We have two models. The attention-lstm model and the CRNN model.

1. Attention LSTM model

2. CRNN model

Sanskrit AOCR model

The model used for Attention LSTM is referenced from attention ocr. Note that this link refers to the older version of the repo that we have used, not the latest one.

Model Architecture:

Attention-LSTM OCR model

The encoder uses CNN to encode the features of a line image. The CNN encoded features are passed into a single BLSTM layer. The final hidden state features of BLSTM are passed to a 2-layer LSTM with the attention module at the decoder side.

1.1 Installation

To install the attention-lstm module, run following in the repositories root(sanksrit-ocr/):

Pre-requisite: You should have anaconda installed on your local desktop.

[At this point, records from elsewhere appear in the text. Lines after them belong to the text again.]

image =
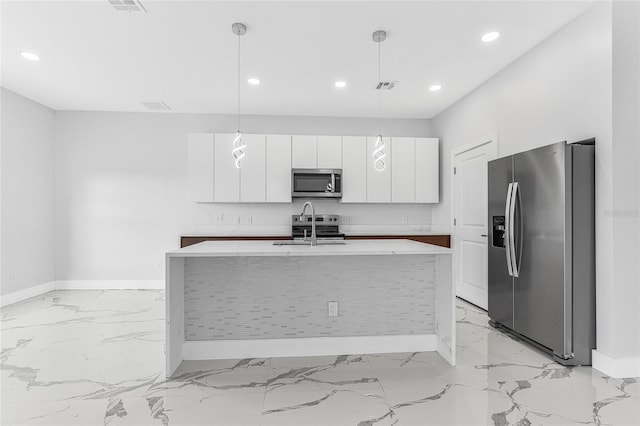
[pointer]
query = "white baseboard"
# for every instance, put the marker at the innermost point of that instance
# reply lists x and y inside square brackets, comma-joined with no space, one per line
[27,293]
[20,295]
[615,367]
[310,346]
[110,285]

The code was tested on CUDA v10.2 and CUDNN v7.1.2

To setup the aocr model, run the following commands:

conda create --name ocr

conda activate ocr

conda install pip

cd model/attention-lstm

pip install -r requirements.txt

python setup.py install

1.2 Writing tfrecords

To create tfrecords for each of train,valid and test sets run the following commands in the parent directory:

aocr dataset ./label_data/annot_mixed.txt /path/to/tfrecords/folder/training.tfrecords

aocr dataset ./label_data/annot_realTest.txt /path/to/tfrecords/folder/testing.tfrecords

aocr dataset ./label_data/annot_realValidation.txt /path/to/tfrecords/folder/validation.tfrecords

1.3 Training

From the repository's root directory, run

bash ./model/evaluate/copyfiles.sh

to ensure that all models are copied to ./modelss directory.

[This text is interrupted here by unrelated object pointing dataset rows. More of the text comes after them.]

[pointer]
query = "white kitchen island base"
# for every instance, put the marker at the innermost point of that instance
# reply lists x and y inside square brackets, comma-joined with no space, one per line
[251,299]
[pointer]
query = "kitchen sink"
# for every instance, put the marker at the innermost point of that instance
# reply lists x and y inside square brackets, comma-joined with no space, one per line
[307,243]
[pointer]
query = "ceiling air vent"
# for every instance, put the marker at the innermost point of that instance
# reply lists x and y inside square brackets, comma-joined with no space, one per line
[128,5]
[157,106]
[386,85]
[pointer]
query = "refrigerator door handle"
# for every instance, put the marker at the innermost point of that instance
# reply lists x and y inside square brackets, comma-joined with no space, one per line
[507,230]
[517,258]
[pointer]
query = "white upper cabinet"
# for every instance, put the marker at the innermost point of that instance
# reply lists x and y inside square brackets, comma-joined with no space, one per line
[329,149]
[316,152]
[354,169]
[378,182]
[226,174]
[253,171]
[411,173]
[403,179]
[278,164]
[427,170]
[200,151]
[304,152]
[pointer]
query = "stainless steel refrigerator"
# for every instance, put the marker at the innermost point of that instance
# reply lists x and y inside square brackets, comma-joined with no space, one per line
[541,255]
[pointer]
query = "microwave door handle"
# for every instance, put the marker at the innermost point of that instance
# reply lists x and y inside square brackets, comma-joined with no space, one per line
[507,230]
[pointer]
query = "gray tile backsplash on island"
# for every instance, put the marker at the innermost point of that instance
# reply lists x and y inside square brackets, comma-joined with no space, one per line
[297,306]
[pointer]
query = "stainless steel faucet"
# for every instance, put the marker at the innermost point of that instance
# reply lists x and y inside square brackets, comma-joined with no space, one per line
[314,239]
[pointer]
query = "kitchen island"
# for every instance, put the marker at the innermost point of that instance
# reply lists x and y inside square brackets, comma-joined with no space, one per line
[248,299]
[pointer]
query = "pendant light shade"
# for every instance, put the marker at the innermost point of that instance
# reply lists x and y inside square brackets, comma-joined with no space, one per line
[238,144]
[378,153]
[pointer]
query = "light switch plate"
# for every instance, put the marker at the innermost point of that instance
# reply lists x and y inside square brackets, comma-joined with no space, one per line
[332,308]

Open a new terminal, run the following command from the root directory(sanskrit-ocr/).

CUDA_VISIBLE_DEVICES=0 aocr train /path/to/tfrecords/folder/training.tfrecords --batch-size <batch-size> --max-width <max-width> --max-height <max-height> --max-prediction <max-predicted-label-length> --num-epoch <num-epoch>

For example:

CUDA_VISIBLE_DEVICES=0 aocr train /path/to/tfrecords/folder/training.tfrecords --batch-size 16 --max-width 3200 --max-height 600 --max-prediction 600 --steps-per-checkpoint 1000 --gpu-id=0

Have a look at the original repo to know more about the other arguments.

1.4 Validation

To get prediction for the validation set for each of the saved models, run

python ./model/evaluate/attention_predictions.py <initial_step> <final_step> <steps_per_checkpoint>

python ./model/evaluate/attention_predictions.py 1000 30100 1000

where the initial and final steps correspond to the first and last checkpoint number and steps_per_checkpoint denotes the difference between two consecutive checkpoints.

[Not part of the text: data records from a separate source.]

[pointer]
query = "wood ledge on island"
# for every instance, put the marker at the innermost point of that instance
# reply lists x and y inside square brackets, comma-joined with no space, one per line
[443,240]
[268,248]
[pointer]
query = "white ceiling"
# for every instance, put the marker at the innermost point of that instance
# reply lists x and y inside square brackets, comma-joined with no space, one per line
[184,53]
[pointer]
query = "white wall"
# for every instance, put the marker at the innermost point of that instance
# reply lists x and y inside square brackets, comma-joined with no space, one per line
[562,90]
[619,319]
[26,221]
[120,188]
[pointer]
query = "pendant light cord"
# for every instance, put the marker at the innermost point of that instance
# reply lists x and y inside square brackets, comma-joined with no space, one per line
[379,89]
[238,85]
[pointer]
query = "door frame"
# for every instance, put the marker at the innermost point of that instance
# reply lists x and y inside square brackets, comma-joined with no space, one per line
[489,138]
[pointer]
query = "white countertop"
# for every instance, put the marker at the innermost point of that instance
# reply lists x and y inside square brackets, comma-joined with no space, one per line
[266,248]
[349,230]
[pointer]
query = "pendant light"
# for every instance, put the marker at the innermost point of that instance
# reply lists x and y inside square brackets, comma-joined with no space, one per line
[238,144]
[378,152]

The ground-truth labels, their corresponding predicted outputs, character accuracy and validation loss for each validation example will be stored in val_preds.txt in the model/attention-lstm/logs/ directory on running the above script. To get model-wise word error rates, character error rates and loss, run :

python ./model/evaluate/get_errorrates.py

This will also give the best model with the highest WER and CER on validation data.

1.5 Testing

For testing, we take the best model with lowest WER and test that model on testing data. Ensure to change the first line in checkpoint file in ./modelss directory with the best model number.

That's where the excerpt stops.